E indo ainda mais além do tanto que foi e seguirá sendo junto ao legado deixado, Gracita também foi "uma das melhores cozinheiras do mundo", garante Maria Lectícia - escritora, pesquisadora gastronômica, colunista da Folha de Pernambuco e sua sobrinha - ao fazer referência ao livro "À Mesa com Graça", escrito por ela e publicado em 2019.

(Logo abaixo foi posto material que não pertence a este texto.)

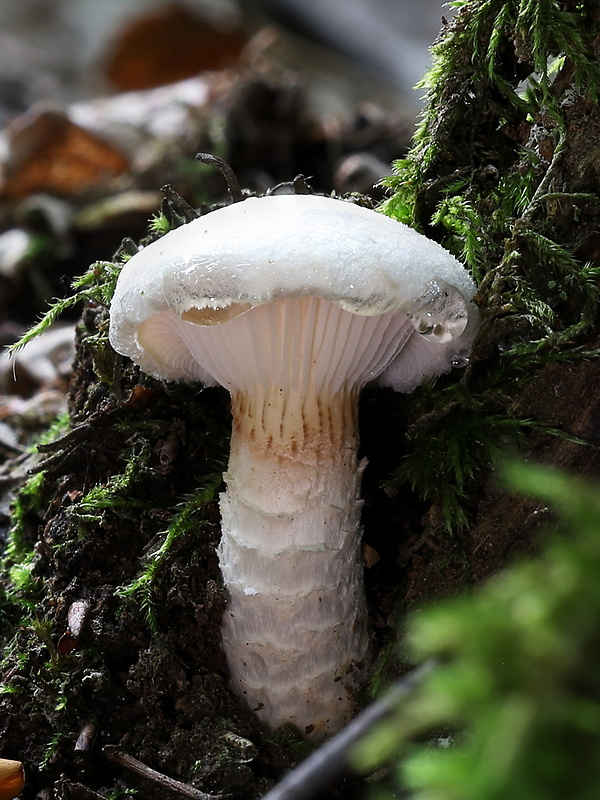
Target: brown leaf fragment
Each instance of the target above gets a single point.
(49, 153)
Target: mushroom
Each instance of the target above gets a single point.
(12, 778)
(294, 303)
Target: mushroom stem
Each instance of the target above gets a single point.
(295, 626)
(295, 631)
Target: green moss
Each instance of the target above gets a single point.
(517, 681)
(492, 176)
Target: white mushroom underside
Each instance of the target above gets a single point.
(295, 629)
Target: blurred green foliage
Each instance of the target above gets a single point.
(517, 691)
(491, 174)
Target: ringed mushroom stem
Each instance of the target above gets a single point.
(294, 630)
(295, 627)
(293, 303)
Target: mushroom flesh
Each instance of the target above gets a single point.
(294, 303)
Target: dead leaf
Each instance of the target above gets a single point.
(168, 46)
(49, 153)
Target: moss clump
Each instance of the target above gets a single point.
(503, 171)
(517, 690)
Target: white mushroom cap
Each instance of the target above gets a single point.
(219, 266)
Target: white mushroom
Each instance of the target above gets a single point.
(294, 303)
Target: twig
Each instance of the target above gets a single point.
(333, 759)
(114, 754)
(235, 191)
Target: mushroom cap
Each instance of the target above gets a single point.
(221, 265)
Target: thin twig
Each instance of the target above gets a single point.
(226, 171)
(332, 760)
(114, 754)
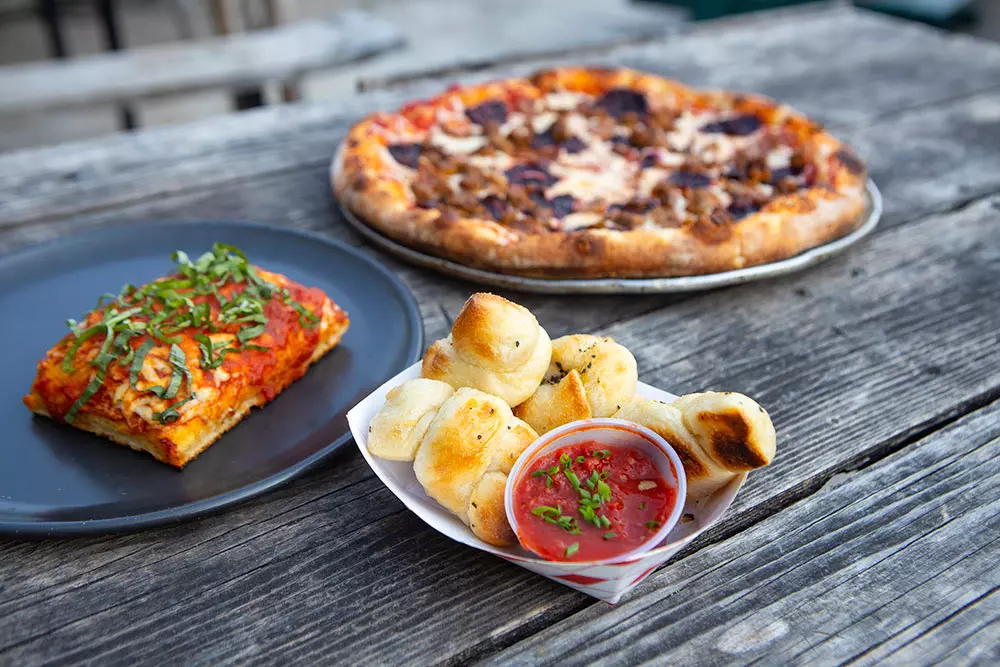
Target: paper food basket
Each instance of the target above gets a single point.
(606, 582)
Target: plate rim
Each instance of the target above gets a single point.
(668, 285)
(205, 506)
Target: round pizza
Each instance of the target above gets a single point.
(591, 173)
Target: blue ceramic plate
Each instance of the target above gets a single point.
(57, 481)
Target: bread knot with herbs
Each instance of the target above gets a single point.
(716, 435)
(495, 346)
(463, 445)
(589, 376)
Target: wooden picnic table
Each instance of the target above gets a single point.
(873, 536)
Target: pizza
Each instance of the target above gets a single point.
(168, 367)
(589, 173)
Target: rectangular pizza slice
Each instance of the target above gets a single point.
(168, 367)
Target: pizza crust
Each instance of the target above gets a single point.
(370, 185)
(167, 449)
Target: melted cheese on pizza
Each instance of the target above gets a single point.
(568, 160)
(173, 384)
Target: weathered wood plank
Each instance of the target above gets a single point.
(894, 564)
(94, 176)
(925, 159)
(849, 358)
(275, 54)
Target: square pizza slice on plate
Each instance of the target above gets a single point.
(169, 367)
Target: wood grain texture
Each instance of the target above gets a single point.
(849, 358)
(855, 359)
(894, 564)
(788, 60)
(275, 54)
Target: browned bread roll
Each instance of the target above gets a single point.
(462, 444)
(589, 376)
(495, 346)
(716, 435)
(396, 431)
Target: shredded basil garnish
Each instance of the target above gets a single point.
(198, 296)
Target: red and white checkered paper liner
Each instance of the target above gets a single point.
(606, 581)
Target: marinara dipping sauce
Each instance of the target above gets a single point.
(590, 500)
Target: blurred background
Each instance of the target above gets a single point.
(72, 69)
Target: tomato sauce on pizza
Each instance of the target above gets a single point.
(600, 173)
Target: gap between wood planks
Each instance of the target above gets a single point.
(515, 633)
(816, 559)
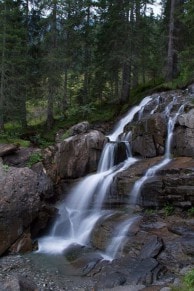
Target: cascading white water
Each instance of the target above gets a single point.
(128, 118)
(81, 210)
(134, 194)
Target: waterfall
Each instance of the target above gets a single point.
(83, 207)
(134, 194)
(128, 118)
(80, 211)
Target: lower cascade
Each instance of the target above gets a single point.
(84, 207)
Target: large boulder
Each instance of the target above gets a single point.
(183, 141)
(172, 184)
(148, 136)
(79, 155)
(21, 193)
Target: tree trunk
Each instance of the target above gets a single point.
(125, 88)
(50, 118)
(2, 97)
(64, 104)
(170, 68)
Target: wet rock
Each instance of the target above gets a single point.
(187, 243)
(21, 157)
(80, 154)
(151, 248)
(20, 201)
(120, 153)
(81, 127)
(23, 245)
(6, 149)
(111, 280)
(19, 283)
(144, 272)
(183, 142)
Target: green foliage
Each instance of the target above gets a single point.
(191, 212)
(12, 136)
(65, 135)
(168, 209)
(150, 211)
(34, 158)
(5, 167)
(189, 280)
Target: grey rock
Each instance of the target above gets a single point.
(151, 248)
(81, 127)
(80, 154)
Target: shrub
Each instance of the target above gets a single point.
(34, 158)
(189, 280)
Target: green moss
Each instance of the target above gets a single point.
(34, 158)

Receitas de uma vida inteira em tom de resgate afetivo em meio a receitas (memórias) reunidas, trouxe à tona uma mulher dedicada à culinária de forma "Simples e generosa". Despojada e sofisticada. Arrojada e equilibrada" - qualificações dadas por Maria Lectícia, à época, exaltando um lado mais íntimo e talvez pouco conhecido de uma Gracita que reiteradamente finda na Graça Maria Monteiro Brennand celebrada por todos. O livro - comercializado no Instituto - teve sua renda integralmente revertida para suas maiores obras em vida: as suas crianças.
Cronologia
1929
Graça Maria Monteiro Brennand, Dona Gracita, como era mais conhecida, nasceu no dia 16 de setembro na Usina Trapiche, no município de Sirinhaém, Zona da Mata Sul de Pernambuco. Filha de Maria José Dourado de Queiroz Monteiro e Armando de Queiroz Monteiro; irmã de Rômulo, José Múcio, Lourdinha e Armando Monteiro Filho.
1929-1949
Desde a infância, quando ainda residia no engenho, dedicou-se a trabalhos sociais. Lá mantinha creches e escolas para crianças de comunidades rurais e administrava cursos de primeiros socorros, pintura, trabalhos manuais e culinária para pessoas necessitadas, sempre tendo como missão o voluntariado.
1949
Casa-se, no dia 28 de maio, com o empresário e colecionador de arte pernambucano Ricardo Coimbra de Almeida Brennand, fundador do Instituto batizado com seu nome, o Instituto Ricardo Brennand (IRB). Juntos tiveram oito filhos, 19 netos e 47 bisnetos.
1998
O falecimento do seu filho, o engenheiro e empresário Antônio Luiz de Almeida Brennand Neto, no dia 5 de agosto, foi um baque pessoal e motivo de grande luto para Dona Gracita.
2001
Funda, no dia 6 de agosto, o Educandário Nossa Senhora do Rosário (ENSR), localizado ao lado da Igreja de mesmo nome, na Várzea, exercendo sua maior vocação: a filantropia. O espaço iniciou as atividades como creche, atendendo crianças e oferecendo gratuitamente aulas de música, religião, artes e ensino básico de educação, além de serviços médicos e odontológicos para crianças entre quatro mese
s e cinco anos de idade. As obras do ENSR foram iniciadas por Ricardo Brennand em 1999, a pedido de Dona Gracita.
2014
Recebe, no dia 10 de maio, um monumento em sua homenagem do seu esposo: a construção da capela de Nossa Senhora das Graças, que integra o conjunto arquitetônico do Instituto Ricardo Brennand e foi o último edifício construído no complexo cultural.
2014
É homenageada, no dia 23 de maio, com a mais alta comenda da Câmara Municipal do Recife, a Medalha de Mérito José Mariano, distinção concedida pelos serviços educacionais prestados a vários jovens do bairro da Várzea no Educandário Nossa Senhora do Rosário.
2020
Morre seu esposo, Ricardo Brennand, no dia 25 de abril, em decorrência da Covid-19. O segundo grande luto na vida de Dona Gracita Brennand.
2023
Falece, na noite do dia 10 de novembro. Familiares pediram que não fossem enviadas flores para homenageá-la, mas sim contribuições filantrópicas. “Nossa Graça amava o seu jardim e não gostava de cortar flores. Pensando nelas, sugerimos substituir a coroa por um gesto solidário”, escreveram em nota conjunta os filhos, netos e bisnetos.